Financial goals like these aren't easy to achieve, and by using a conservative common-sense approach, Victoria County Commissioners Court is providing enhanced services to local residents at lower cost.
Public safety and public health spending make up over half of Victoria County's annual budget.
This highlights the priority we place on keeping people safe and healthy here. While facing a possible revenue shortfall of nearly $1 million last year was challenging, we still found ways to provide additional resources for public safety.
We're also moving forward in the accreditation process for our Health Department. When this two-year process is complete, the Victoria County Health Department will be one of only six health departments in Texas to have this important accreditation and the access to additional federal resources it brings.
When a Precinct 4 landowner sought a permit from TCEQ to dispose of grease and grit trap waste by dumping sludge on land outside Inez, we took decisive action.
This sludge dumping could have seriously threatened groundwater in our area, and Victoria County aggressively opposed this sludge permit.

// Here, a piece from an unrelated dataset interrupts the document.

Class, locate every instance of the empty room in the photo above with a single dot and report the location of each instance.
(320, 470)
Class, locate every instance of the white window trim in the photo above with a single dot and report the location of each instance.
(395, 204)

Thus began a lengthy administrative, legal and legislative battle to stop this threat to our local environment. After making numerous trips to Austin, being in multiple legal hearings and committee meetings and working constantly with our legislators, I'm pleased to report that we have blocked this TCEQ sludge permit.
Hurricane Harvey was a disaster like we haven't seen here in decades, and long-term recovery efforts may continue for years. While working at the Emergency Operation Center, I saw Harvey swiftly swell from a tropical storm to a major Category 4 hurricane.
Our first responders hit the ground running, and we immediately began working to clear debris as soon as the storm passed.
With help from precinct forces, we cleared more than 150,000 cubic yards of debris off county right-of-ways, and Victoria County was considered clear of debris in just over 90 days.
Victoria County is my home, and my parents taught me the importance of faith, hard work and keeping your word. I take these same values to the courthouse and the precinct barn as commissioner. I want to continue making Precinct 4 a better place by building on the progress we've made and also complete the many projects we currently have in the works.
We've been very busy clearing away debris, dealing with new drainage issues and working with people to help them recover from Hurricane Harvey.
Our own precinct barn was heavily damaged by the hurricane, and there's a lot of work still to be done.
Growing up in ranching taught me to never take anything for granted, and I want to continue using my real-world experience in business and government to improve our county for the good of everyone. I would appreciate your support, and I ask for your vote in the upcoming Republican Primary.